Puede que haya personas que se preocupan tanto por la procedencia geográfica de su comida, por los métodos de producción y por los riesgos que puede implicar para su salud que se olvidan de que los seres sintientes no son comida. Da igual si el filete de merluza procede de pescadores locales o de una piscifactoría.
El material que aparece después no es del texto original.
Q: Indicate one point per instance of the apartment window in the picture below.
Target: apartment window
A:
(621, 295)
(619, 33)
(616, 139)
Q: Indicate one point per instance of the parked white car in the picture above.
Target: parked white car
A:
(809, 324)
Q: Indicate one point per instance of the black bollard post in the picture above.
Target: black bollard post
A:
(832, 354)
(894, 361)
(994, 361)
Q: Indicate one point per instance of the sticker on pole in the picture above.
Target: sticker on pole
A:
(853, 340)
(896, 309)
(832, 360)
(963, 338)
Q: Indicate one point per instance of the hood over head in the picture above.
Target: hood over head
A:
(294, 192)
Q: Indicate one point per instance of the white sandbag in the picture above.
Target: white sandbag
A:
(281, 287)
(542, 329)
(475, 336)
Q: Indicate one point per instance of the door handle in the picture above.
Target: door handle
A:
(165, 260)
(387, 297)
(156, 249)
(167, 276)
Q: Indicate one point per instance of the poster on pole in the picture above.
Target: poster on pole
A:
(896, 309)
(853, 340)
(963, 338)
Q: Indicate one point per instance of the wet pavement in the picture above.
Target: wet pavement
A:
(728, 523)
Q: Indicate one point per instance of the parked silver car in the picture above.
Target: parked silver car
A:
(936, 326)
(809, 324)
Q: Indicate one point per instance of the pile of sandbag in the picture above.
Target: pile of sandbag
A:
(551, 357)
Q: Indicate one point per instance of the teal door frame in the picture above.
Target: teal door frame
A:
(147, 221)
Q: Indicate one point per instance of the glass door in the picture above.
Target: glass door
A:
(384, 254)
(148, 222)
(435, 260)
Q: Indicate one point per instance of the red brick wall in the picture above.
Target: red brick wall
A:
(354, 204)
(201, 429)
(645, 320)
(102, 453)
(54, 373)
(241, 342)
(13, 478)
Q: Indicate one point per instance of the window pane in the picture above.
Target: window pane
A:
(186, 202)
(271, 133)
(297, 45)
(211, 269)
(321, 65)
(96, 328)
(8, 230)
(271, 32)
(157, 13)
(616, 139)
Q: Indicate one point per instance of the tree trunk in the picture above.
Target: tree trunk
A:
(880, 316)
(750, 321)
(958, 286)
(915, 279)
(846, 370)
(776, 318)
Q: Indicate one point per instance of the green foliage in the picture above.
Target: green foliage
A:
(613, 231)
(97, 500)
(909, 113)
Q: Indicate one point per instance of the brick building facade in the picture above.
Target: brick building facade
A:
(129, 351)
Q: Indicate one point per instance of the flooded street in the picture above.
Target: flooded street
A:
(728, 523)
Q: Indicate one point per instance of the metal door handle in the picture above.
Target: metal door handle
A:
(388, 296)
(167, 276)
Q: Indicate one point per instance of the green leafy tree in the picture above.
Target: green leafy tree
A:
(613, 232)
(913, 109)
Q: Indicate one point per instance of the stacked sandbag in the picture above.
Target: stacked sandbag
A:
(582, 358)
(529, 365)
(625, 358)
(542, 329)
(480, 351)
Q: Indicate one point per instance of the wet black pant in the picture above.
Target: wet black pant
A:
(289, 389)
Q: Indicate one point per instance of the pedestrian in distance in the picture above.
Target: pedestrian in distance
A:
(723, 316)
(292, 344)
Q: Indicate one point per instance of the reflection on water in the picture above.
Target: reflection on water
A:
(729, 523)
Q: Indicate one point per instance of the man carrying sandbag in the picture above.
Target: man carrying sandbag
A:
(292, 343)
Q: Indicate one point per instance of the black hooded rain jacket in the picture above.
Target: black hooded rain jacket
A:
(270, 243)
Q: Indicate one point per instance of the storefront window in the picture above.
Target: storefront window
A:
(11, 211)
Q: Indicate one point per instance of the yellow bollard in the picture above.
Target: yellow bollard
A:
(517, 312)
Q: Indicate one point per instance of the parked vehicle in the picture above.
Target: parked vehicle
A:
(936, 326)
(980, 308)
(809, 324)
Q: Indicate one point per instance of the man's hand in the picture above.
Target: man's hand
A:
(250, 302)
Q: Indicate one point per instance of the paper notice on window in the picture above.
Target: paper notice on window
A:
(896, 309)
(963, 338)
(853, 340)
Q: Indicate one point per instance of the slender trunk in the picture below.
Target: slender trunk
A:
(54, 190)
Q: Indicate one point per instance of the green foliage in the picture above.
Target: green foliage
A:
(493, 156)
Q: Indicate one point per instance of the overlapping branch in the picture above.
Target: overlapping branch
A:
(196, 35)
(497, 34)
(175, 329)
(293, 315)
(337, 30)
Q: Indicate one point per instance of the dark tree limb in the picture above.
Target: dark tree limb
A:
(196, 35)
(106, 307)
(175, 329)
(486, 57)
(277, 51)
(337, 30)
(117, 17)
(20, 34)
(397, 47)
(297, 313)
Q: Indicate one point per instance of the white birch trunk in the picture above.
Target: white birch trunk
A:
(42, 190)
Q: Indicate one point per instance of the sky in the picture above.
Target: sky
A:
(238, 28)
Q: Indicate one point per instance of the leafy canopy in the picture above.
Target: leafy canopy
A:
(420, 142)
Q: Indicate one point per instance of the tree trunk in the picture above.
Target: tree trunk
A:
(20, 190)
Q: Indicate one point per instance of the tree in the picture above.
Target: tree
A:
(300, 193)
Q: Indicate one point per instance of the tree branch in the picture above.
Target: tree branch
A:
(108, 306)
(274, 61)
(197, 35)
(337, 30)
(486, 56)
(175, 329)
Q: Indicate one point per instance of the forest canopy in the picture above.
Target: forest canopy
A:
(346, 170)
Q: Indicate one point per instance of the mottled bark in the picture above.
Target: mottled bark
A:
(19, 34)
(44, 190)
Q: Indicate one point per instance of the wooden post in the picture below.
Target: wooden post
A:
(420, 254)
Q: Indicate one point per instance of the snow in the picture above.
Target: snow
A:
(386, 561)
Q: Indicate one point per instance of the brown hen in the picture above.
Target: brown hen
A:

Lo realmente importante es que hablamos de un ser dotado de sensibilidad que no quería ni tenía que morir para acabar en el plato de alguien que tiene a su disposición miles de alimentos alternativos igual o más nutritivos, y sin mercurio, por cierto.
Sabemos tan poco sobre los peces, y mucho menos sobre otros animales acuáticos como algunos moluscos, crustáceos o cefalópodos, que habitualmente los vemos como objetos. Es normal hasta cierto punto, ya que el agua no es nuestro medio y no solemos interactuar con ellos. Por eso nos resultan tan sorprendentes las investigaciones sobre la inteligencia de estos animales. Nuestra especie también tiende a cosificar a las demás especies en función de nuestro parecido con ellas. Es más fácil que empaticemos con un mamífero que sufre que con un pez que acaba en una red aplastado por otros miles de peces. De hecho, muchas personas que hoy son veganas y vegetarianas mantuvieron el pescado en sus menús después de dejar la carne. Y de hecho, hay quienes utilizan el término «pescitariano», pero no «carnitariano».
Realmente, esta entrada no va sobre tóxicos, aunque puestos a hablar de ellos, podemos informar de que ningún pez está a salvo de la contaminación, ni en ríos, ni en océanos; ni en la naturaleza, ni en la piscifactoría. La diferencia es que a algunas personas nos preocupa el impacto de esas sustancias en los animales. A otras únicamente les interesa cuando les afectan a sí mismas.